King even feels fine about half of his effort against the Jets. It wasn't his mental approach, according to King, but simply a bad day throwing the football. He took the blame for both of his interceptions, one a deflection off Jacquez Green and one a throw over the head of Keyshawn Johnson, and noted some other missed opportunities, such as the deep pass to Green in the third quarter that nearly hit big.
"I thought my decision making was just as good as it has been all year," he said. "I don't think I threw the ball as well as I have the whole year. I think that was the problem. The one to Quezie (early), he's wide open and I'm behind him and we get it tipped. The one to Keyshawn, I was a little too far with it. I thought I was making good decisions, I just don't think I was as accurate or as sharp as I have been.
"It felt like our timing was off a little bit. Sometimes when you're timing is off, some of the balls don't go where you think they should. It's something that doesn't happen to me too often, but it did yesterday. I'm man enough to stand up and say I made some bad throws. As I mature as a quarterback, hopefully those games will come few and far between."
As they have so far in 2000. King was lauded for his performance after each of the Bucs' first three games, in which he threw a total of four touchdown passes and was not intercepted once. Even with his two-interception, seven-completion day against New York, King's passer rating is still a respectable 82.8, good for seventh in the conference. The quarterbacks for the Bucs' next two opponents, Washington's Brad Johnson (81.5) and Minnesota's Duante Culpepper (76.0), rank eighth and ninth.
King could take solace in those numbers and the Bucs' overall record, but he isn't really in need of comforting. The calm confidence that surprised his teammates and Tampa Bay fans last December appears to be unshakeable and is serving him well on this day.
"I think quarterback is just like cornerback: you've got to have a short memory," said King. "You don't dwell too much on good things, you don't dwell too much on bad things, especially this early in the year. I'm pretty good at just forgetting about it, learning from it and moving on. Nothing we did Sunday will have any impact on the game we have Sunday coming up."
Well, that might not be completely true. Just ask the Bucs have used last January's loss in St. Louis as a motivator, the loss to the Jets will serve as a painful reminder on a smaller scale.
"I think it's good for us to see that, regardless of how talented we are or whether we're playing at home or away, if we make mistakes against good teams, they'll beat us," said King. "I think our mindset is fine.
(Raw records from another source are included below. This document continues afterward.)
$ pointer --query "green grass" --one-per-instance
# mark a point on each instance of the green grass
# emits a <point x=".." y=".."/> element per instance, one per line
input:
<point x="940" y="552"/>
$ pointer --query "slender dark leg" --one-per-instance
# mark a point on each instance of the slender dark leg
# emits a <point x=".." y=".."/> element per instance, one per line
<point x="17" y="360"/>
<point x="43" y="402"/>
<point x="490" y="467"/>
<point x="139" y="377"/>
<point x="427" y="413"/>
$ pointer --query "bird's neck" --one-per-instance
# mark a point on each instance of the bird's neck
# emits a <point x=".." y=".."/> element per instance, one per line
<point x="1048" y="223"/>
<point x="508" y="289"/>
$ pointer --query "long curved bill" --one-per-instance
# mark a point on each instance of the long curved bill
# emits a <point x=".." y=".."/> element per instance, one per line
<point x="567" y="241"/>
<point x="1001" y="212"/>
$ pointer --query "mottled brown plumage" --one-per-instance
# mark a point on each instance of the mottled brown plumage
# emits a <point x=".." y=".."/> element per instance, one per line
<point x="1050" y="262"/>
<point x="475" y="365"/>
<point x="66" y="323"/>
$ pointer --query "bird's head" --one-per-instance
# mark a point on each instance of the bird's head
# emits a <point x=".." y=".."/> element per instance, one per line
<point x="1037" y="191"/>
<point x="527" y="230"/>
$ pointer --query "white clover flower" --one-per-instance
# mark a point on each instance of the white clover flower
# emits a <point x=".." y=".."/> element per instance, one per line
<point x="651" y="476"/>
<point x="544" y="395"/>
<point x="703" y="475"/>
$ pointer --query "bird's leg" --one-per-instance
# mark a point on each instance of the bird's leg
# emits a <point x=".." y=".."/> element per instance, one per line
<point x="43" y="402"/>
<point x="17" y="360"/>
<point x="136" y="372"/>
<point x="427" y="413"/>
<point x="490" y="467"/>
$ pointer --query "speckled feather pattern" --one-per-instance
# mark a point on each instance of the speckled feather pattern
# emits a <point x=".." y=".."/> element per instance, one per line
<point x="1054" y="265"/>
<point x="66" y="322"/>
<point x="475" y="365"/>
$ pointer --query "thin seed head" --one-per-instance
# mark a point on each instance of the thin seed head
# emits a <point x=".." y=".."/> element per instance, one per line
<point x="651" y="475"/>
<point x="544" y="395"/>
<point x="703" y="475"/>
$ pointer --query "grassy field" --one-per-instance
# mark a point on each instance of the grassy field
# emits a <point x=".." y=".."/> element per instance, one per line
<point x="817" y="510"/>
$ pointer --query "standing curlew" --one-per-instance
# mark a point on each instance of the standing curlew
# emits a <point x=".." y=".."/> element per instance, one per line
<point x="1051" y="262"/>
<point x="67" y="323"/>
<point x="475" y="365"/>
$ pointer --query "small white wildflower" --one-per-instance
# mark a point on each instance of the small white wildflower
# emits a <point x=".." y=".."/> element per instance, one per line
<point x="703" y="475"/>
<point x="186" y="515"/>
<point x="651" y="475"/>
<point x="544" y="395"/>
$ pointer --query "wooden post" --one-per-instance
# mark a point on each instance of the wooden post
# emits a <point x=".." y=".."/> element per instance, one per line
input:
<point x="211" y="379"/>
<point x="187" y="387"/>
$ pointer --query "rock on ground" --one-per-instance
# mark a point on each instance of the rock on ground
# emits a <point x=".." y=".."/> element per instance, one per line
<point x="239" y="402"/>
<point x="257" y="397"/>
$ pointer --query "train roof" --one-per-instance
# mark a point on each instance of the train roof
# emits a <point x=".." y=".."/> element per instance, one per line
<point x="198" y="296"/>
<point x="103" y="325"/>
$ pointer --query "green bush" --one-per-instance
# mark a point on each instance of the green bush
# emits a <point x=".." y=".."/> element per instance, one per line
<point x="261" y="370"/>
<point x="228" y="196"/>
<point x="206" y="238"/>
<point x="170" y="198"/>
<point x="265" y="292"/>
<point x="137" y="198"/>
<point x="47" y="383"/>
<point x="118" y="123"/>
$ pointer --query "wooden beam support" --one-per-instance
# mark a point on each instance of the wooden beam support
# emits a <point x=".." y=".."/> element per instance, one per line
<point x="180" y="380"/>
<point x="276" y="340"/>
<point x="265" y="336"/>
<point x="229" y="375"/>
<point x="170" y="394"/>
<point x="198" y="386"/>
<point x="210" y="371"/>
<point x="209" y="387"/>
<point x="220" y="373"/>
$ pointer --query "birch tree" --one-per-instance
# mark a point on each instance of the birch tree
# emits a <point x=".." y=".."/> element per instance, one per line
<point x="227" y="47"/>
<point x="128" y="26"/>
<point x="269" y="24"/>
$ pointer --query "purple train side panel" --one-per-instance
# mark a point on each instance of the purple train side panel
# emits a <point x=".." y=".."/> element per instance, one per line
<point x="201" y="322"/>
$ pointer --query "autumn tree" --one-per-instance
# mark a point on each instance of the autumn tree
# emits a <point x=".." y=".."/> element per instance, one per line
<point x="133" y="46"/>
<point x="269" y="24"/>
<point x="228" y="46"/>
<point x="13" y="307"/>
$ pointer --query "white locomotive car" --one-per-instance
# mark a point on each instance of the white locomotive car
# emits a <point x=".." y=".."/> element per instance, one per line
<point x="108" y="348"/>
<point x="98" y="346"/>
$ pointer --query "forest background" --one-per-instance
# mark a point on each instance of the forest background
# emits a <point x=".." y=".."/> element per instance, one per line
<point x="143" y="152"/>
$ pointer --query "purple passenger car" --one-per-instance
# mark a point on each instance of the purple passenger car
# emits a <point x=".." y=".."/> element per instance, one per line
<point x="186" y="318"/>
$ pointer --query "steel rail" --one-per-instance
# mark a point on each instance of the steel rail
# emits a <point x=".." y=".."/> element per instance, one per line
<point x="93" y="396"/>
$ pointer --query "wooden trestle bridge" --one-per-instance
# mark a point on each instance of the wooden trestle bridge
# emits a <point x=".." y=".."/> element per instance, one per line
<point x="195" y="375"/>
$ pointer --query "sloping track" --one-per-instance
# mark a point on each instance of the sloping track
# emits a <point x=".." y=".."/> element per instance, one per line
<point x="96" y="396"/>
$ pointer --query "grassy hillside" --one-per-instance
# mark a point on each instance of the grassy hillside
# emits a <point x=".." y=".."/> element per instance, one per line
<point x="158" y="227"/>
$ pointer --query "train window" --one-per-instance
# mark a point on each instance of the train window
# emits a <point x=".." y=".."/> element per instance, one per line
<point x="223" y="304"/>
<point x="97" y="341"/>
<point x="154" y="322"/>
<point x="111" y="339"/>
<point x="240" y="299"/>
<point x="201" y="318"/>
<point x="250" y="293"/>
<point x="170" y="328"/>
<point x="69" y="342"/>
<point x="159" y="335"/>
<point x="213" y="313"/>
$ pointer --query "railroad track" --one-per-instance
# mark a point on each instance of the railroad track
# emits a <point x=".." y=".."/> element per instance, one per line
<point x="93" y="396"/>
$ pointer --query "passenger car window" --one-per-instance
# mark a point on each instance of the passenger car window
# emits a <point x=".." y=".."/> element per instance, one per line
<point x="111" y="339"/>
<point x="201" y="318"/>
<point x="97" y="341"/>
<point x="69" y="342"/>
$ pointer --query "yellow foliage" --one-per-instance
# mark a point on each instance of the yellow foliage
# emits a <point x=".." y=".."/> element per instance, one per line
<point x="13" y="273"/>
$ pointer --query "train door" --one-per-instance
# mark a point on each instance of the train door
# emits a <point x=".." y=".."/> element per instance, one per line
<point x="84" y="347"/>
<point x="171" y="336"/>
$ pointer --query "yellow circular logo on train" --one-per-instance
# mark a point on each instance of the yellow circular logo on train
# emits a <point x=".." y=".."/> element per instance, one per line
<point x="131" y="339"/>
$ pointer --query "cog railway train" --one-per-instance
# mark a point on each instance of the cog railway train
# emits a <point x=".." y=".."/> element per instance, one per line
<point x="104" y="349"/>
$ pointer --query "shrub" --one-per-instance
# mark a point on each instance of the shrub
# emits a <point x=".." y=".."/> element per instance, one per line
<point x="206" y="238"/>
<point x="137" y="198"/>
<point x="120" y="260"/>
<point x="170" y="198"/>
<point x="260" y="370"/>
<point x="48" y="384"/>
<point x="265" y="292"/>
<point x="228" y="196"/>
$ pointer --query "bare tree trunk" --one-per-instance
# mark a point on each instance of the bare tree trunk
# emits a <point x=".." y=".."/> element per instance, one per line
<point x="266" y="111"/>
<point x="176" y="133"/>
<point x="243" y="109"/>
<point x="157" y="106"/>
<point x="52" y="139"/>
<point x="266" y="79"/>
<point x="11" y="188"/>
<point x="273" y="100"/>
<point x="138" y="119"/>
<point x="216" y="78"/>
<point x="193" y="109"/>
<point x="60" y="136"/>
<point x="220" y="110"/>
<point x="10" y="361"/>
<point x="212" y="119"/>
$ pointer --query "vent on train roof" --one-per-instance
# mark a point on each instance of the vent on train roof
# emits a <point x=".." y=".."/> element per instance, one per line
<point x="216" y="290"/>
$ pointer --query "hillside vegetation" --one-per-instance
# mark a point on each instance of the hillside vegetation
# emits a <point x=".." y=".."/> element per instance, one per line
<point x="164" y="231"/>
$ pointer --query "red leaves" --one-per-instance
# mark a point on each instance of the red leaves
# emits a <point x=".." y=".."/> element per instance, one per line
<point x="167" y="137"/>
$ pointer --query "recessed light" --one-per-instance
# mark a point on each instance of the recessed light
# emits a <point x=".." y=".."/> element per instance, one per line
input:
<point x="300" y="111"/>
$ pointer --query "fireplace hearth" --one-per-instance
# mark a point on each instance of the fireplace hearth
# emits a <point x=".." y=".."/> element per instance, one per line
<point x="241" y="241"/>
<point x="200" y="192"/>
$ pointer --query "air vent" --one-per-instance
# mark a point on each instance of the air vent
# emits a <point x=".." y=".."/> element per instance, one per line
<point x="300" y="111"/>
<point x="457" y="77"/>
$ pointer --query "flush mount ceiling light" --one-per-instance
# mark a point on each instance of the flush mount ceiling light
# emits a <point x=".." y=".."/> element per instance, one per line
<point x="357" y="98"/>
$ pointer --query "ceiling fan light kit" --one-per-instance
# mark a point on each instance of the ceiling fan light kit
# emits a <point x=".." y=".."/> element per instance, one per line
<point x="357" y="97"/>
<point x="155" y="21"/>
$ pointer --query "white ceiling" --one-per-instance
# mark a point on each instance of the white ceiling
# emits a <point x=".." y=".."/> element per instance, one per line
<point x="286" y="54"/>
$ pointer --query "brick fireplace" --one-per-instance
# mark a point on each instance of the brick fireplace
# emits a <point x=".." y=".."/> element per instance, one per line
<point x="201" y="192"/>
Did they play better than us? No. But did they make plays in the fourth quarter? Yeah, they did. That's a game that we generally don't lose.
"I think this will actually be good for us in the long run. This is a taste in our mouth that we haven't had for a long time. I replayed the game probably six times, and we had so many chances early in the game to really make plays. Whether it was turnovers, whether it was penalties, whether it was just a yard too long to Quez…little stuff like that. We'll be sharper. We'll make those plays down the line, and we'll get wins because of it."
As unshaken as King was on Monday, there was a noticeable deflation in the Tampa Bay area, where premature Super Bowl talk had begun after just three weeks. A win on the road at Washington and/or Minnesota could get the predictions cranked up again. Either way, it won't affect the Bucs' mindset, and it certainly won't affect the unflappable King.
"I don't think we get caught up too much in that," said King. "Inside the locker room, we deal with reality. A lot of times, the media and the fans deal with emotion. Emotion wavers from game to game, whereas we understand that over 16 games it's hard to come out and be perfect each game. You hate to lose one like that, where you're up and you give it away at the end. But it happens sometimes and the good teams bounce back from them."